What is remainder when $5^6 - 3^6$ is divided by $2^3$ (method)

Question

I want to know the method through which I can determine the answers of questions like above mentioned one.

PS : The numbers are just for example.
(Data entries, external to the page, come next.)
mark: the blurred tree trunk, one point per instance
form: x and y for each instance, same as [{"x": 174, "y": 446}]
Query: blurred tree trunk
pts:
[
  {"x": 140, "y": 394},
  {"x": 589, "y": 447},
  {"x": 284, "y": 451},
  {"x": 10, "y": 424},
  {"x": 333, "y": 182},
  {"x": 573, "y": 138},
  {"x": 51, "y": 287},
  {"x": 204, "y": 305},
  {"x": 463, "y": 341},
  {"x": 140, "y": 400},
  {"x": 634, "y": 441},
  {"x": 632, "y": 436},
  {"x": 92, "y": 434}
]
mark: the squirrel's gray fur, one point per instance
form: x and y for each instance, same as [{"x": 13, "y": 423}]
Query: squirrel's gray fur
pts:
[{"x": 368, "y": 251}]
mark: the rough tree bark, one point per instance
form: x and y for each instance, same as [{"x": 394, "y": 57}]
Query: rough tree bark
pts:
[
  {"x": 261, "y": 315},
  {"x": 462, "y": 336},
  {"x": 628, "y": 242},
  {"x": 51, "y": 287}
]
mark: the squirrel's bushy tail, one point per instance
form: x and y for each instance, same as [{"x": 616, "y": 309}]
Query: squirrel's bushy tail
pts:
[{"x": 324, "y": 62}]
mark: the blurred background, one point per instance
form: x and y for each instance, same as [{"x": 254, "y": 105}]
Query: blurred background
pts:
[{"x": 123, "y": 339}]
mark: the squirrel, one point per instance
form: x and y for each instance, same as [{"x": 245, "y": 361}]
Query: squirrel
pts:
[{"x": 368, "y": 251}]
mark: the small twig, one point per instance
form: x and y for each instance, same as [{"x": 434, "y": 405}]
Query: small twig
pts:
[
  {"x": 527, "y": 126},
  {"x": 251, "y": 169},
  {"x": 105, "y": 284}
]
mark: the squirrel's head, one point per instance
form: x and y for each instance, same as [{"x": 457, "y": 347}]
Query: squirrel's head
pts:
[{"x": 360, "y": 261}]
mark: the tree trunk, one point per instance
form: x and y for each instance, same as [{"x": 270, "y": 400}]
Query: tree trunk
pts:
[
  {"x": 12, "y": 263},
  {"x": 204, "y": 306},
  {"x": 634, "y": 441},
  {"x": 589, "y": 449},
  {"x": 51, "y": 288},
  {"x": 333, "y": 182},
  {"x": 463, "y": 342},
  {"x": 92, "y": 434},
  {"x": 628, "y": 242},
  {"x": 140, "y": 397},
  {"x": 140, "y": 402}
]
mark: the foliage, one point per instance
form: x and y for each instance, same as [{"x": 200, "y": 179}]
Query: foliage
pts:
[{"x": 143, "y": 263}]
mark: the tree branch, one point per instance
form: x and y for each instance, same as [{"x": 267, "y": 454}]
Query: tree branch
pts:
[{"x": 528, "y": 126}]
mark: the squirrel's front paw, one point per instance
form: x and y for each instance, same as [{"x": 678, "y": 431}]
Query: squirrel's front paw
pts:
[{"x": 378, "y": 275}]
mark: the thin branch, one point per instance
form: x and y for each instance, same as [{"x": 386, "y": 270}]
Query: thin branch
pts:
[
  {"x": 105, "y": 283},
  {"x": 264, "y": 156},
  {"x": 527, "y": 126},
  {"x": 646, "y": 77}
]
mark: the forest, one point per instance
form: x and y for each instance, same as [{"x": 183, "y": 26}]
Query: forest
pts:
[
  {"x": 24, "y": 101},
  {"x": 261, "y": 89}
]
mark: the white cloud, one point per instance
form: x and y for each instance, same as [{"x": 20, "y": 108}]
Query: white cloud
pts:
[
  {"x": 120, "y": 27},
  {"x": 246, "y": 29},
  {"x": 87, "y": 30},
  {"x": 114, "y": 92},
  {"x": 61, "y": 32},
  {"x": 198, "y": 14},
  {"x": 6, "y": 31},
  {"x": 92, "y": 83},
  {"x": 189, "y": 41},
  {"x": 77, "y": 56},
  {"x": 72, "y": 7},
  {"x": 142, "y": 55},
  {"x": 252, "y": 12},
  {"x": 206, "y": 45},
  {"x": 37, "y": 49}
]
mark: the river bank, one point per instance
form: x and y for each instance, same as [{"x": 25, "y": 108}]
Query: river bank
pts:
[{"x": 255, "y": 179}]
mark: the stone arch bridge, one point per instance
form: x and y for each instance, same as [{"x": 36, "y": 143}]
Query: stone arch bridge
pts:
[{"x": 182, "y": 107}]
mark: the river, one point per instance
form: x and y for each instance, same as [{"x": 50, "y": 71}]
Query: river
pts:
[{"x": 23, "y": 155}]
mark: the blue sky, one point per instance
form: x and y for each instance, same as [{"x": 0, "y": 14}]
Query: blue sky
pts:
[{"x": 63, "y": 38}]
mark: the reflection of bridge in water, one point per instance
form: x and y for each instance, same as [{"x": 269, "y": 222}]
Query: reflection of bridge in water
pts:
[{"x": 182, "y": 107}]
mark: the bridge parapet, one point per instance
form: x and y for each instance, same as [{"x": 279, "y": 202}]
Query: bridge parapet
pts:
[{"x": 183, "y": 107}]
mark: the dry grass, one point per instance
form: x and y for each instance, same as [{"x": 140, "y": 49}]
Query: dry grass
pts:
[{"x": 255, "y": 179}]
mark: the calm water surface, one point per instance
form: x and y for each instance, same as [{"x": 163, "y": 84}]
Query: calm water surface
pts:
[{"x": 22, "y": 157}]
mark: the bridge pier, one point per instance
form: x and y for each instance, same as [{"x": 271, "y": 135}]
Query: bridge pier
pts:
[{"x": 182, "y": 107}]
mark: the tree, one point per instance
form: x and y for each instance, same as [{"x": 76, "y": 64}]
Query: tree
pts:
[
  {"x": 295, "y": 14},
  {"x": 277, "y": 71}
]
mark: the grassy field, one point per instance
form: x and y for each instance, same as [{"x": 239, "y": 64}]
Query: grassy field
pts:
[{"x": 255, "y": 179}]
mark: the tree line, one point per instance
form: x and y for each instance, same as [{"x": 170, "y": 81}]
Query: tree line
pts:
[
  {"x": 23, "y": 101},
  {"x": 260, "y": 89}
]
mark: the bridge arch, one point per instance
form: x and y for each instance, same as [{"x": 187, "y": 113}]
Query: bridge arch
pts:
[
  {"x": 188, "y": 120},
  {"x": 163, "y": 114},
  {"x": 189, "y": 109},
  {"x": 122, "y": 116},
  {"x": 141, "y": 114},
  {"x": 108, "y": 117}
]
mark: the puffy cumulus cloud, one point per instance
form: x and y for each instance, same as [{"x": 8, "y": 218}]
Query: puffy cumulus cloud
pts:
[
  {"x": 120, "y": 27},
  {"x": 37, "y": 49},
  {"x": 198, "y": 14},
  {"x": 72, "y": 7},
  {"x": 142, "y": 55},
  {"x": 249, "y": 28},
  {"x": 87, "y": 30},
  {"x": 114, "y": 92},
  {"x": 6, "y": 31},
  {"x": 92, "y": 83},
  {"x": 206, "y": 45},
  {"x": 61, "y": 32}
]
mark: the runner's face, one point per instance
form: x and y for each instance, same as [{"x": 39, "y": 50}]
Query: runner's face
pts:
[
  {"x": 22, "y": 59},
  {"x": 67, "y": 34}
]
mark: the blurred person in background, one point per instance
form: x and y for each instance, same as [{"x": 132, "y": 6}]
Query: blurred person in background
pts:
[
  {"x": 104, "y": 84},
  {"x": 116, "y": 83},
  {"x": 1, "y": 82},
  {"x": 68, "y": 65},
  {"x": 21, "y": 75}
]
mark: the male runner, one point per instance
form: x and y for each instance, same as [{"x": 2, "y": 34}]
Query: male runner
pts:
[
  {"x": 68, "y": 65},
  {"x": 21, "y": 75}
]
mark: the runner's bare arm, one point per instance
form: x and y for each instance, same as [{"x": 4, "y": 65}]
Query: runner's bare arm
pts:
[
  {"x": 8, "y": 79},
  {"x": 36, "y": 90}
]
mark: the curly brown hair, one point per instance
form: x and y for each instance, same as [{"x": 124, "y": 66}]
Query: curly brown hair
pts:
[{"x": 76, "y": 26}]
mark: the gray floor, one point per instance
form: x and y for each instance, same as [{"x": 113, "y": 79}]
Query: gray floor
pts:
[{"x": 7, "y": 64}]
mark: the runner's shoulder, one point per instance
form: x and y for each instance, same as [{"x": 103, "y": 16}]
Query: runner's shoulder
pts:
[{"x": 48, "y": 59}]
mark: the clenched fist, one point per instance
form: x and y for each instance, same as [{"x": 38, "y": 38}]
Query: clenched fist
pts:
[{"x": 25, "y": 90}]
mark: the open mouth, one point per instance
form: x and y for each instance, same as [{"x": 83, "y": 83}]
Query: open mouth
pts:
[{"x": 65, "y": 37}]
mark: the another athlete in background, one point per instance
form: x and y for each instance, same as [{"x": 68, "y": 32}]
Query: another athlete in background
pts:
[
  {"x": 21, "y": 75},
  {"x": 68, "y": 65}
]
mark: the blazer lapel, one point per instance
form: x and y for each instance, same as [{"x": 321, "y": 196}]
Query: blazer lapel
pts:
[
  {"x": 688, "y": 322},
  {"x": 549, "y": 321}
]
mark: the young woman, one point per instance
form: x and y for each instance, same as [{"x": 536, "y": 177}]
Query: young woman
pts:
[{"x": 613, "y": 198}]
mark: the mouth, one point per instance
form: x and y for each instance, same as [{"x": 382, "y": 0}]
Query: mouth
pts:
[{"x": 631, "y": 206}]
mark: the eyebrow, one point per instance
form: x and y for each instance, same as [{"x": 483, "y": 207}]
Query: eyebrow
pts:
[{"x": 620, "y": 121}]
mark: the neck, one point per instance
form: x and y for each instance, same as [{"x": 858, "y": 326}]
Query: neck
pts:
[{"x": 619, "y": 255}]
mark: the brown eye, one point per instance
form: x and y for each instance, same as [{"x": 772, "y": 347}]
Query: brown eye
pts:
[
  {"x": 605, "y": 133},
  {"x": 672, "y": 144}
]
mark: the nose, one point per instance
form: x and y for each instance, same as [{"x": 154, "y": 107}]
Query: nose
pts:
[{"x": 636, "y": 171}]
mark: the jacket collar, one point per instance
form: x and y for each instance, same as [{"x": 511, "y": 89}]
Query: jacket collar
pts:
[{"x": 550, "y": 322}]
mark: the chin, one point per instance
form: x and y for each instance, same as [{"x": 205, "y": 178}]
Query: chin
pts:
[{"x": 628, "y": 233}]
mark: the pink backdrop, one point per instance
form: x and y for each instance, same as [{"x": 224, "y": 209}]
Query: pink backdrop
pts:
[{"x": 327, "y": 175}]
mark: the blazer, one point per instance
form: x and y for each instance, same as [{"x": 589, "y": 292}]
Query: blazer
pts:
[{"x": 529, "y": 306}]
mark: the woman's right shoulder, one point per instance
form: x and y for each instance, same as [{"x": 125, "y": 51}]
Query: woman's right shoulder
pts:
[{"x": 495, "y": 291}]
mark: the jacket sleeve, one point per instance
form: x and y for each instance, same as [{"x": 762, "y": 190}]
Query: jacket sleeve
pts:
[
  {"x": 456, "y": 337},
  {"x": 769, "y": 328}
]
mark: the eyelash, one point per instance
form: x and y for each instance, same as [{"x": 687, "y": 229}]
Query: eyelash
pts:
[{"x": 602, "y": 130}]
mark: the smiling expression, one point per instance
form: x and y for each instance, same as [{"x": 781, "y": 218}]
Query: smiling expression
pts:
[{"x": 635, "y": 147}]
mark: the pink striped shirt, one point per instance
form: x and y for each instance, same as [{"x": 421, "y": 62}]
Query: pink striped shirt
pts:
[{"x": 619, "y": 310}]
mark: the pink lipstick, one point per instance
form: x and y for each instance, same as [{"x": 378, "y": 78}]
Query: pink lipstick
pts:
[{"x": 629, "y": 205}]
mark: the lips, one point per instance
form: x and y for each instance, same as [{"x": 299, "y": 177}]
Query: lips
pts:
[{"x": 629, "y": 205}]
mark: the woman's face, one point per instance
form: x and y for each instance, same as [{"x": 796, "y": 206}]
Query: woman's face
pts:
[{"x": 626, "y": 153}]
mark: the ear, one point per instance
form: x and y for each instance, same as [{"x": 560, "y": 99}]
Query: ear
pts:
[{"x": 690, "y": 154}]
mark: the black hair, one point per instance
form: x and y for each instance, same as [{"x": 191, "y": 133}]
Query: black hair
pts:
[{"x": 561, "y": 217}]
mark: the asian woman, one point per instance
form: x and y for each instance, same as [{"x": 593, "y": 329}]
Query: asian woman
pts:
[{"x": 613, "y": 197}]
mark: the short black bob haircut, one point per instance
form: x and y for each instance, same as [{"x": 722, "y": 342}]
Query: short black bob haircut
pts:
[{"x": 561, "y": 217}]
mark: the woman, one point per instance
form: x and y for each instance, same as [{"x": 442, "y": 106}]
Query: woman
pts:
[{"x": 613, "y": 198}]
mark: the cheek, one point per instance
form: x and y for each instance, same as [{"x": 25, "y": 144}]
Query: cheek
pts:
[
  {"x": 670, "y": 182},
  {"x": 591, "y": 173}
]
There may be the same question for BIG numbers.

Thnx.

Answer 1

One may notice that if $c |(a' - a)$ and $c | (b' - b)$ then $ a \cdot b \mod c = a' \cdot b' \mod c$, same with + and - where $x \mod c$ is reminder (from 0 to $c-1$) (Why?)

So, $3^6 \mod 8 = (-5)^6 \mod 8 = 5^6 \mod 8$

Answer 2

We know that

$x^2-y^2 = (x-y)(x+y) $ and $x^3 + y^3 = (x + y)(x^2 - xy + y^2) $

So,

$5^6 - 3^6 = (5^3)^2 - (3^3)^2 = (5^3 + 3^3) (5^3 - 3^3) $

so, $5^6 - 3^6 = (5 + 3) (5^2 - 3\centerdot 5 - 3^2) (5^3 - 3^3) $

Now, as reminder of $(x\centerdot y $ mod $ y )$ is $0$, dividing above term (with $(5+3)$ as one of the factors) with $2^3(=8)$ will give $0$ reminder.

Answer 3

HINT:

$$(2n+1)^2=4n^2+4n+1=8\frac{n(n+1)}2+1\equiv1\pmod{2^3}$$

Set $\displaystyle2n+1=5^3,3^3$ one by one

Answer 4

The following is the method: $$5^6-3^6=(2^3-3)^6-3^6 = 2^3 L+0$$ where $L$ is given by the binomial expansion.

Answer 5

Another method is to simply reduce mod $8$. We know that $5^2 = 25 \equiv 1 \bmod 8$ and $3^2 = 9 \equiv 1 \bmod 8$.

Thus:

$5^6 - 3^6 = (5^2)^3 - (3^2)^3 \equiv 1^3 - 1^3 \equiv 0 \bmod 8$.

So $8$ divides $5^6 - 3^6$ with no remainder.